Crowe Taylor, who worked in the company’s public relations department, said she witnessed Razek ask models to sit on his lap during photoshoots.
“The other really awkward thing he would do on set was with other grown professional men, men with daughters, men with children, where he would make them look at and compliment this half-naked 20-year-old-model,” she said.
“That felt so wrong to me,” she added.
When asked to clarify what kind of comments he made, she said: “It was more like ‘look at her ass, isn’t her ass amazing’. Most of his comments were boob, ass, legs, sex-related.”
Crowe Taylor said she also has a vivid memory of Razek making a sexist remark about women’s bodies.
“He said women only work out to look good naked to have sex with men,” she recalled.
The former employee, who now works as a photographer and lives in Virginia, US, previously told The New York Times that Razek publicly berated her about her weight during a photoshoot.
In June 2015, Crowe Taylor went up to get a second plate of food during a buffet lunch when Razek reportedly intercepted.
“Then, with dozens of people watching and Crowe Taylor holding her empty plate, he tore into her, berating her about her weight and telling her to lay off the pasta and bread,” the Times reported.

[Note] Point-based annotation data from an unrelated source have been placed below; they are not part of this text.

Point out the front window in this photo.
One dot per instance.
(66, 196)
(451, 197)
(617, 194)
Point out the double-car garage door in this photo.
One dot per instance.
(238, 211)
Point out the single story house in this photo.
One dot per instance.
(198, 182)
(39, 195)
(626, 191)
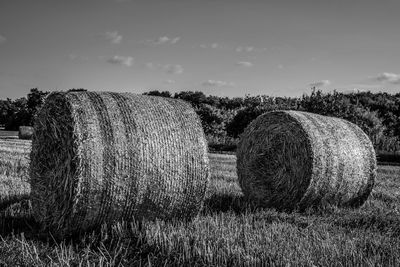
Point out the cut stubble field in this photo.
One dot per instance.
(228, 232)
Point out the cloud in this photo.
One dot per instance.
(244, 48)
(173, 69)
(2, 39)
(245, 64)
(121, 60)
(217, 83)
(388, 77)
(168, 68)
(320, 83)
(169, 81)
(76, 57)
(213, 45)
(164, 40)
(113, 37)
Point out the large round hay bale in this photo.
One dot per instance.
(295, 160)
(101, 156)
(25, 132)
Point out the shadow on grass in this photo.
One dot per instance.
(224, 202)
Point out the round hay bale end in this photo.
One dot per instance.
(101, 157)
(25, 132)
(294, 160)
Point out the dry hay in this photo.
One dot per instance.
(100, 157)
(25, 132)
(291, 159)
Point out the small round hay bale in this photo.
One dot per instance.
(101, 156)
(294, 160)
(25, 132)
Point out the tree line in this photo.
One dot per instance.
(225, 118)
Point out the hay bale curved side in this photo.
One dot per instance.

Crowe Taylor said she fled to a bathroom where she “burst into tears”. She later reported the incident to the company’s HR department, but no action was taken.
“What was most alarming to me, as someone who was always raised as an independent woman, was just how ingrained this behaviour was,” she said.

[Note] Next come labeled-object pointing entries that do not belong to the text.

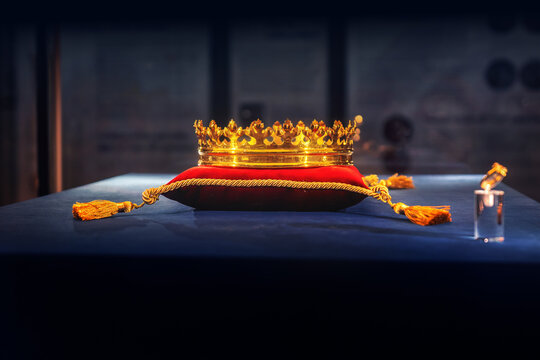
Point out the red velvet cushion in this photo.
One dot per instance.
(268, 198)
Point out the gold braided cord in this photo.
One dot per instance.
(379, 191)
(422, 215)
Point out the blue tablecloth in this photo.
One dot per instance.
(369, 231)
(137, 281)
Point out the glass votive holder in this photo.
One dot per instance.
(489, 215)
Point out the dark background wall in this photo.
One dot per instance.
(440, 92)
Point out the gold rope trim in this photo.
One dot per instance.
(421, 215)
(151, 195)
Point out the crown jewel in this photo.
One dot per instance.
(281, 145)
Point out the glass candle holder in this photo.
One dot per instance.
(489, 215)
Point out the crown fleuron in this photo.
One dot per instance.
(281, 145)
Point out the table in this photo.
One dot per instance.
(181, 271)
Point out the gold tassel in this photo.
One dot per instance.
(424, 215)
(421, 215)
(399, 182)
(393, 182)
(99, 209)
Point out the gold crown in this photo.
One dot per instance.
(277, 146)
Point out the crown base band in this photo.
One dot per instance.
(273, 160)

“This abuse was just laughed off and accepted as normal. It was almost like brainwashing. And anyone who tried to do anything about it wasn’t just ignored. They were punished.”

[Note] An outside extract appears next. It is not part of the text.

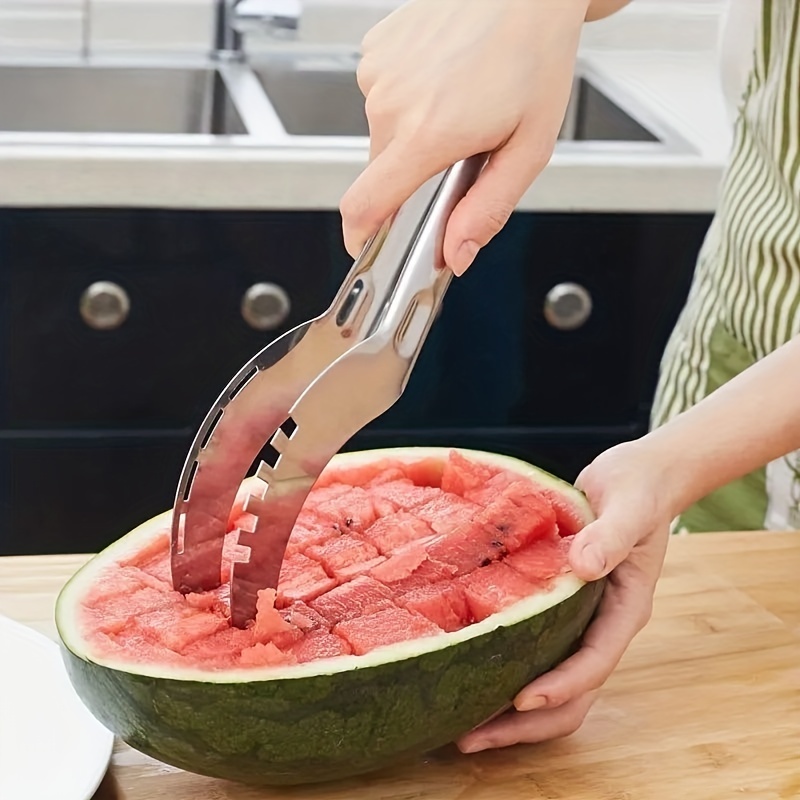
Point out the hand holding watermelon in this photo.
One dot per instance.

Razek resigned from his position at Victoria’s Secret in 2019. In 2018, he faced a wave of criticism after telling Vogue that transexual models should not be cast in the fashion show.
The “Fallen Angel” podcast, which first aired on 4 October, also includes accounts from former models at the brand such as Bridget Malcolm, who walked in the 2016 Victoria’s Secret Fashion Show.
Malcolm told the hosts that since leaving the company, she has been diagnosed with PTSD and has suffered from panic attacks.
In a statement to The Independent, Victoria’s Secret said: “There is a new leadership team at Victoria’s Secret who is fully committed to the continued transformation of the brand with a focus on creating an inclusive environment for our associates, customers and partners to celebrate, uplift and champion all women.”